Enclosed in Glisson’s capsule, with smaller inner portal canals.


Y-shaped diverticulum from foregut grows into septum transversum; liver develops from its blind ends.

-           cranial part of septum transversum becomes pericardium and diaphragm

-           caudal part of becomes ventral mesogastrium, liver grows into it.

Original diverticulum becomes right and left bile ducts, blind diverticulum from this ® GB.

Surgical anatomy

Biopsy is carried out through right 8th/9th ICS in mid-axillary line; below lung but through costodiaphragmatic recess and small way through peritoneal cavity.

-           must not pass >6cm to avoid the IVC

R lobectomy: divide R lobes, ligating everything, gallbladder taken; middle and left hepatic veins stay.

L lobectomy: divide L lobe with most of caudate & quadrate, back to IVC, middle hepatic veins stay.

-           more extensive resections may involve segments V and VIII as well.

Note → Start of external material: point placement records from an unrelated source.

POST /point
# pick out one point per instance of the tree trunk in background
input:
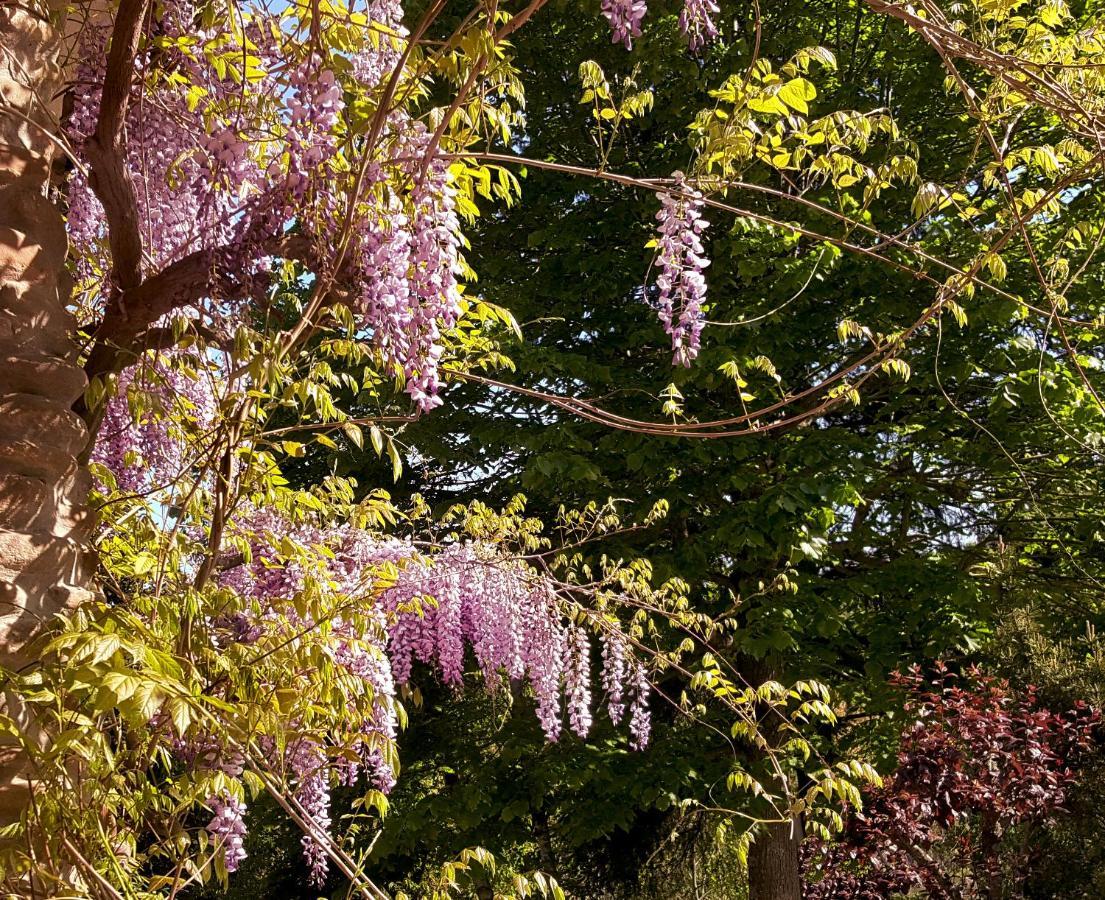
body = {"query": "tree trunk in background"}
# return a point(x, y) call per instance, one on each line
point(772, 864)
point(774, 871)
point(44, 557)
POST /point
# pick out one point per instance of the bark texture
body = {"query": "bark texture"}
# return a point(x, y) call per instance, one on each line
point(44, 557)
point(772, 864)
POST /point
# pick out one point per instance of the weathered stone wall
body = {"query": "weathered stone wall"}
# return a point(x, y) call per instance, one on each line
point(44, 560)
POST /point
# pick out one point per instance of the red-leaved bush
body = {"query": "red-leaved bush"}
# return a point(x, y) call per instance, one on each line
point(980, 768)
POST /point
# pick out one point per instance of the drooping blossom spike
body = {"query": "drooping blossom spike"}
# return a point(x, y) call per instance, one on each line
point(624, 18)
point(697, 22)
point(307, 764)
point(228, 826)
point(682, 260)
point(147, 449)
point(578, 679)
point(613, 675)
point(640, 723)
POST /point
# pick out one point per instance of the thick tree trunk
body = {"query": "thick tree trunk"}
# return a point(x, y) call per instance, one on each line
point(44, 560)
point(772, 864)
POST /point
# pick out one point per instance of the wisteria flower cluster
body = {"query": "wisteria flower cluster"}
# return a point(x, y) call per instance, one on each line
point(465, 597)
point(143, 437)
point(682, 261)
point(696, 21)
point(228, 826)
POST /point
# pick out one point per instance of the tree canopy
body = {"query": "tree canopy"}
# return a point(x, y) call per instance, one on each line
point(683, 373)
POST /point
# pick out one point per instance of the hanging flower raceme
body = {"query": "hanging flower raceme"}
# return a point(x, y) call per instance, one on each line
point(697, 22)
point(465, 597)
point(228, 826)
point(681, 260)
point(624, 18)
point(144, 436)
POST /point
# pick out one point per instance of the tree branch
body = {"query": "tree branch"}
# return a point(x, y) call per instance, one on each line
point(106, 148)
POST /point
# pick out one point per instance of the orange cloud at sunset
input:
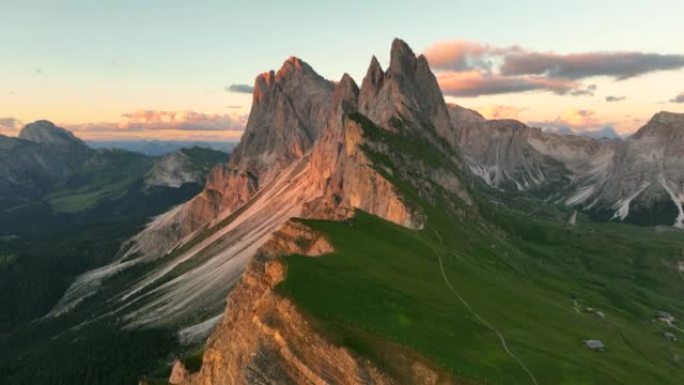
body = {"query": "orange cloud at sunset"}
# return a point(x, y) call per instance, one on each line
point(152, 124)
point(169, 125)
point(475, 83)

-           or more restrictive resections involving single segments are undertaken.

Transplantation: remove liver & IVC, suture in new liver and IVC; meanwhile undertaking porto-systemic bypass to left femoral & L axillary veins from portal vein.

-           hepatic and biliary end-to-end anastomosis is undertaken, or donor bile duct inserted jejunum

-           sometimes (children) the IVC is kept and the new liver is sutured into it.